I’ve been writing this post forever. By the time you read it, I most likely won’t be around. I am publishing this post with timing. Yes, it is a concern for me to write about why I go the way I go.
I know that this is an ambivalent topic. Many would like to hear nothing at all, preferably about the whole topic. Religion also plays a role. For many patients, however, assisted suicide is a topic, and also an option. Death and dying in general is a taboo, and many push the topic far away from themselves. There are many reasons why this is rejected. I ask for tolerance here, from both parties. But it is about time that death, dying and euthanasia are de-tabooized.
For us, the topic of death and dying, suddenly not so far away, and becomes a daily thought. Often not even expressed. That we all must die one day, is known to us all, but as long as we are young, healthy, and stand in juices of our lives, this fact is gladly faded out. We have all lost contact with close people, or had conflicts, because healthy people can not cope with the fact that we have an incurable disease, that we will die soon. One is reluctantly confronted with death.
At some point, this topic is part of life.
For me, the first confrontation with death was the day of my diagnosis. My life stopped on that day. I wept and mourned it, and at some point just acted matter-of-factly, shutting out the emotions as best I could. Soon my state worsened, and there was no way to walk away from that thought. It was clear to me pretty much at the beginning that I didn’t want to witness this, my body failing.
In this thing we are different, it has a lot to do with who we gets the sense of life, from where. Many are very attached to their partner, children, family, do not want to leave them alone or for many other reasons. I have no family of my own and no children, I have never dedicated my life to others, so this decision always depended on me alone.
For a long time I thought that in order to end my life in a self-determined way, I would have to travel abroad. Now, since a few years accompanied suicide is also possible in Germany, many things are still quite confusing and not yet well developed. In the meantime I know several people personally who have gone this way.

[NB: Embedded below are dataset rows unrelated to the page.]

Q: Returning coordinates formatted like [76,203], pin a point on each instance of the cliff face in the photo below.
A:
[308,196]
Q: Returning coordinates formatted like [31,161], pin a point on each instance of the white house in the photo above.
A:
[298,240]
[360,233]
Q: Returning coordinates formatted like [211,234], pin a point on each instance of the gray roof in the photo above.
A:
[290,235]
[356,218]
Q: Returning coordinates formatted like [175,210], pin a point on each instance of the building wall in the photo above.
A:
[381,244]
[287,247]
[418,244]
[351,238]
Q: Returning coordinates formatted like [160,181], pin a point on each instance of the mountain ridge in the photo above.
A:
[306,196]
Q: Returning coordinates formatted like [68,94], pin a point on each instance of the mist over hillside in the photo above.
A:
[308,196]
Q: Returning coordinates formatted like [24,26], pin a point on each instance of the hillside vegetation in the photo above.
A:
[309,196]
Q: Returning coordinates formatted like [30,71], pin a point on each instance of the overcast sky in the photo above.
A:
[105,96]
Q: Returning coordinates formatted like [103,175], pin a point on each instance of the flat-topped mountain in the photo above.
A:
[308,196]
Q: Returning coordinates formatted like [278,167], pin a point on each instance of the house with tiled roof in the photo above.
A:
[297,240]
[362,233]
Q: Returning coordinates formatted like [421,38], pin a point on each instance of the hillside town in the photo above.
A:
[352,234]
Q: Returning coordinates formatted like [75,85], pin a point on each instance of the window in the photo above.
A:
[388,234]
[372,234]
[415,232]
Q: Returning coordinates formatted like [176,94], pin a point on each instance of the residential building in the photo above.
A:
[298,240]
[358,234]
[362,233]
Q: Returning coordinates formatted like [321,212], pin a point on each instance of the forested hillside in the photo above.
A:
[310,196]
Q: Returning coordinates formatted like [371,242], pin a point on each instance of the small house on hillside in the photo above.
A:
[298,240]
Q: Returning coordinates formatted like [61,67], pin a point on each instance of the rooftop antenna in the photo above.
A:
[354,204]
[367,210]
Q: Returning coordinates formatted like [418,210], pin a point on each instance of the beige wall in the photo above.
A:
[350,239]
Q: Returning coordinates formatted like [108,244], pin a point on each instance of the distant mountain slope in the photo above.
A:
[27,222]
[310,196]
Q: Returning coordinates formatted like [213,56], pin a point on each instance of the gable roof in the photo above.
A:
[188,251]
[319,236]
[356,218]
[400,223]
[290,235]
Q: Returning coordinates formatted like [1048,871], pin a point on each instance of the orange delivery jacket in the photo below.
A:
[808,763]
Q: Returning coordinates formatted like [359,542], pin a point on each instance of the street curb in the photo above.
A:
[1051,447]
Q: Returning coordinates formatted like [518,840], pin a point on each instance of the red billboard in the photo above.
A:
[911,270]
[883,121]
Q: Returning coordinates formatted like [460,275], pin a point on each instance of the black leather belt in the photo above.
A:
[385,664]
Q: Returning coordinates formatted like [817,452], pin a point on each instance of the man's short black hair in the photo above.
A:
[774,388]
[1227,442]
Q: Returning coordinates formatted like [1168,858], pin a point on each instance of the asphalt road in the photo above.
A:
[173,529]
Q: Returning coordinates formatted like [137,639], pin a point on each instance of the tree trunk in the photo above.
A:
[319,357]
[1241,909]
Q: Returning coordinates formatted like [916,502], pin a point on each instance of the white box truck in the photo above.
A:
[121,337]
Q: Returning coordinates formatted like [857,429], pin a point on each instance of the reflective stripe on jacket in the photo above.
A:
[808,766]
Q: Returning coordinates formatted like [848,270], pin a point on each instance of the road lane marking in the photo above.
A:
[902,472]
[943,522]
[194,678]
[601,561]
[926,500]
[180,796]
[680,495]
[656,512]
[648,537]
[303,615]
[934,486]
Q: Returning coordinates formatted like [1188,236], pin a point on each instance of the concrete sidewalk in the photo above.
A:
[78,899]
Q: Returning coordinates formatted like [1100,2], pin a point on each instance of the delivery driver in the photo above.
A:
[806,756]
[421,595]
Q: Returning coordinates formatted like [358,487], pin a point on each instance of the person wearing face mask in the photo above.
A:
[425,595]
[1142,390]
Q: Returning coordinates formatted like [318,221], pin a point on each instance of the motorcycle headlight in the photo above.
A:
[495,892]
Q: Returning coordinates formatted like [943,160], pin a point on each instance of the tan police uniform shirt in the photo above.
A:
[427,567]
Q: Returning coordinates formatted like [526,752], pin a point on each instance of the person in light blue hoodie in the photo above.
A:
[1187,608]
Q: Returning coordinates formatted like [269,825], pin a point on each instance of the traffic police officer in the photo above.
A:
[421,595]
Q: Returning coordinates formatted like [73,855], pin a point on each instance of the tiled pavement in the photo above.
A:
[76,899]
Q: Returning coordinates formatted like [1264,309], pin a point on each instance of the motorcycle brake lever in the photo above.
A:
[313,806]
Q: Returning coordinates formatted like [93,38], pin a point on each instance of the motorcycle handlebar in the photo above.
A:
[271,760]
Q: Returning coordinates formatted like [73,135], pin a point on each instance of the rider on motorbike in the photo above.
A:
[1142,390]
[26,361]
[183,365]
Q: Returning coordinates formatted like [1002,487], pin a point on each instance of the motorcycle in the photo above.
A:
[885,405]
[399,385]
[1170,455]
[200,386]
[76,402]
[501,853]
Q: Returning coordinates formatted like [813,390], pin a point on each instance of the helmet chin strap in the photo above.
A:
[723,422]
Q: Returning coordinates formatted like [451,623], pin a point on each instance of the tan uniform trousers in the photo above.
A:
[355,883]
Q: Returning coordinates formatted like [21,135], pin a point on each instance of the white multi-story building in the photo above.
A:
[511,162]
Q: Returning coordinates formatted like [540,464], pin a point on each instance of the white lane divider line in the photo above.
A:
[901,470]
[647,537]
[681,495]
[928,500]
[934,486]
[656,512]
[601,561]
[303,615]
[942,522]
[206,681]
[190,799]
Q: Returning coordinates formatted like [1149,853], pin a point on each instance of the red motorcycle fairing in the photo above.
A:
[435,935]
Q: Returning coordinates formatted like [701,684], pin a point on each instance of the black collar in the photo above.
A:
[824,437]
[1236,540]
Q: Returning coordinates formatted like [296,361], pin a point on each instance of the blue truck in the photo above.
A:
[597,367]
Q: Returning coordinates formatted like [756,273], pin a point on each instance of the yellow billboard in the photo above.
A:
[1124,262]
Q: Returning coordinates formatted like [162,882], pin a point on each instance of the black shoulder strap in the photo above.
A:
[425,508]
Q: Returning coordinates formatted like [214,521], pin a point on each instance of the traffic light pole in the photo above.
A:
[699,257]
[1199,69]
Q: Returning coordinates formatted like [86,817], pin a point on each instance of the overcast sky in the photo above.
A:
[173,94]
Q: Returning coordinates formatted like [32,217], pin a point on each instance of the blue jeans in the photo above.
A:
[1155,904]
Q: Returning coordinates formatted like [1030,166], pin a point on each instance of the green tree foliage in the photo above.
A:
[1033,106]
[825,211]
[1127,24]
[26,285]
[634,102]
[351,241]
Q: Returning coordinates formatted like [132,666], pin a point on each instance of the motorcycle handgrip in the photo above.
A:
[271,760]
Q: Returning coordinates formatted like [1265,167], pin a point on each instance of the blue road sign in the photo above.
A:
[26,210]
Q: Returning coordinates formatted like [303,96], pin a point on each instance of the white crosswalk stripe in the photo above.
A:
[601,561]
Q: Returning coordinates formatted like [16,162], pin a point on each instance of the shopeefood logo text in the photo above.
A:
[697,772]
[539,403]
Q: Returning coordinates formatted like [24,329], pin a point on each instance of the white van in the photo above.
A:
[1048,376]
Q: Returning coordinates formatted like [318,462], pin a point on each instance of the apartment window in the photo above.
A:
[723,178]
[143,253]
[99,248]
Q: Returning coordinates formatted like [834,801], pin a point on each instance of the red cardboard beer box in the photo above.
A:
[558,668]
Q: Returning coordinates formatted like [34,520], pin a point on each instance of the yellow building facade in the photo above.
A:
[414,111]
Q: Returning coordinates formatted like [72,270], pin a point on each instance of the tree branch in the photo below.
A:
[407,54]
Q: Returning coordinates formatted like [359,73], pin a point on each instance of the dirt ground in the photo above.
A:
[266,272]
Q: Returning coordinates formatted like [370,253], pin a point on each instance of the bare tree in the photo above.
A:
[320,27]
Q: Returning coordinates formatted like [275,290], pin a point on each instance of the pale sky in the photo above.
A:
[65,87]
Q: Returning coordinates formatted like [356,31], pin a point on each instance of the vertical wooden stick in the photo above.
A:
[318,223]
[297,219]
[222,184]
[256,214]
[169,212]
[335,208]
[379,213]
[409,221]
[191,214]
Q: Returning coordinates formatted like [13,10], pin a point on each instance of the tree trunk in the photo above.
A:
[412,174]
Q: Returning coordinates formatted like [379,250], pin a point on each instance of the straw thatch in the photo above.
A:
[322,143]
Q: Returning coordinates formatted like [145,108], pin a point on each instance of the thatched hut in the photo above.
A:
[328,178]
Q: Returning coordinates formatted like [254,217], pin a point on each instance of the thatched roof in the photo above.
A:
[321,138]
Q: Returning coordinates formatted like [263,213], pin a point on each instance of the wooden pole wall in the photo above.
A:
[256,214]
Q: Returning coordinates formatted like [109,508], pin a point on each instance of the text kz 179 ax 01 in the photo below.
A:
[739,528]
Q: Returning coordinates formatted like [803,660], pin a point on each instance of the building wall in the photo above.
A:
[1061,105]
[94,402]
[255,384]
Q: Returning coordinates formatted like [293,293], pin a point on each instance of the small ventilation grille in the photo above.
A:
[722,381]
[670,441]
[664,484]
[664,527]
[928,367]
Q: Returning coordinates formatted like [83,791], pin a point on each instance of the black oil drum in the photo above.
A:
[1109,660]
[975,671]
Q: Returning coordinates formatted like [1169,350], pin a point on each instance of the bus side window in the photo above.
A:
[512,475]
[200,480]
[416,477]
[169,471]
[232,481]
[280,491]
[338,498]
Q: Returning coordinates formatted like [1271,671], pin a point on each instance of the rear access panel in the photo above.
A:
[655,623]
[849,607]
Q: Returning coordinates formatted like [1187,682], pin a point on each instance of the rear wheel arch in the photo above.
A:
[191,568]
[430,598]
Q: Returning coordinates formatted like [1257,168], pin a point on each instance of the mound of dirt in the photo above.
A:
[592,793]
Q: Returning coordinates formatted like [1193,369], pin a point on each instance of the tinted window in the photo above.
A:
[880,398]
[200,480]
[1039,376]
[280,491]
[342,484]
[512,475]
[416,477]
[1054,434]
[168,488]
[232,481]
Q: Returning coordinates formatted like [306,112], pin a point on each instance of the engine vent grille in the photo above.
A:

There is a lot of information on the Internet.
I am not interested in giving an introduction on how to end one’s own life if one is interested. My point is to deal with why I made this decision and what is bothering me. First of all, of course it’s unfortunate that it had to happen this way. I would have liked to live a while longer. I love life, but it looks like life doesn’t love me. But I must say that the diagnosis, and the realization of what a terrible disease it is, was the bigger shock, than the decision to die. Because life was over with the diagnosis. That’s when you stopped living as you knew. Some things are possible, and one finds ways and possibilities how to cope. It’s all certainly possible in some way, but it’s not an option for all of us. I want my life back, not a copy of it. As an example, I want to drive myself and not take a cab to get from A to B. I don’t want that. We are all different.
So I decided to go in a self-determined way and with dignity. But this is my decision, and everyone can make this decision for himself/herself. Staying there and fighting for a little bit of life is not an option for me.